Не обшарпанные стены моей безликой комнаты, не старые письменные столы чужой конторы, не нищета прилегающих к Байше улиц, исхоженных мною настолько, что запустение уже представляется мне неотъемлемым их свойством, – не эта грязь повседневной жизни вызывает у меня порой душевную тошноту. Причина в людях, что обычно окружают меня, в душах тех, кто, не зная меня, ежедневно стремится меня узнать в тесном общении и беседах, из-за которых мой дух сжимается от чисто физического отвращения. Эта однообразная грязь их жизни, протекающей параллельно моей, внешней, это их представление о себе как о существах, мне подобных, – это заковывает меня в кандалы, обрекает меня на заключение, делает ненастоящим и нищим.

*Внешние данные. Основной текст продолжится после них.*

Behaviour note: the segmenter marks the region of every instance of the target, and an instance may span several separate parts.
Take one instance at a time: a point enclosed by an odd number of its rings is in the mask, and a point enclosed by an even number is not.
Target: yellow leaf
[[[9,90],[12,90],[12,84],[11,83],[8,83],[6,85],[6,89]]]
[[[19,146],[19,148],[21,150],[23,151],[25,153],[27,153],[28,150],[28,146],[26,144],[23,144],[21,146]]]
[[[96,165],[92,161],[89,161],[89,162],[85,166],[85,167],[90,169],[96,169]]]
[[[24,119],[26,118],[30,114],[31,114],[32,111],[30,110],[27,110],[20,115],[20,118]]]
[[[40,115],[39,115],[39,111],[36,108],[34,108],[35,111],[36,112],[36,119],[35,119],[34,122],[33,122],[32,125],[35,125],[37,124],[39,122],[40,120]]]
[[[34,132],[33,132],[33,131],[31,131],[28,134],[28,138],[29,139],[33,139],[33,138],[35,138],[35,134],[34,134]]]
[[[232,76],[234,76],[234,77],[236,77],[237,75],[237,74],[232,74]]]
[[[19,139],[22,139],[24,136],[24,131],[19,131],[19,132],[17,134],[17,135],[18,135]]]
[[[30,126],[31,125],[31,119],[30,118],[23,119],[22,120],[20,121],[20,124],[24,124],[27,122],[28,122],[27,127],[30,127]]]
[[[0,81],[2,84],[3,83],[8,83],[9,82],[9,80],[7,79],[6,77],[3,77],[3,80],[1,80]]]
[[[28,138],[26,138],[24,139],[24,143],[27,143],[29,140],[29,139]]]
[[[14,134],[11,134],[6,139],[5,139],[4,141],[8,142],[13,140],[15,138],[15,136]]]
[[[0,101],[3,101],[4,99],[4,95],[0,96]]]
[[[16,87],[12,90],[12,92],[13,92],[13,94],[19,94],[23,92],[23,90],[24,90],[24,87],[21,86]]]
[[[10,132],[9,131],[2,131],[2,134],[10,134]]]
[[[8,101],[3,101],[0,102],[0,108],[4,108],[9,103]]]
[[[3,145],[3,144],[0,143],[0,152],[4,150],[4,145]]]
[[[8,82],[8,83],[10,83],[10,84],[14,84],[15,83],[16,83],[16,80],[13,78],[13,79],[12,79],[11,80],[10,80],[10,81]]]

Бывают моменты, когда каждая подробность, деталь обыденного приковывает мое внимание, и у меня появляется страсть читать ясно все, что меня окружает. Тогда я вижу так, как, по словам Виейры, писал брат Луиш де Соуса[3 - Брат Луиш де Соуса – Мануэл де Соуса Коутинью (1555–1632), португальский писатель, священник.] – «о заурядном – необычайно», тогда я – поэт с той душой, с которой греки сформировали духовный возраст поэзии. Но случаются иные моменты, и один из них – нынешний, стесняющий мое дыхание, когда я чувствую себя изолированным от внешнего и словно переношусь в дождливую грязную ночь на затерянном полустанке, в стороне от главной дороги, меж двух поездов третьего класса.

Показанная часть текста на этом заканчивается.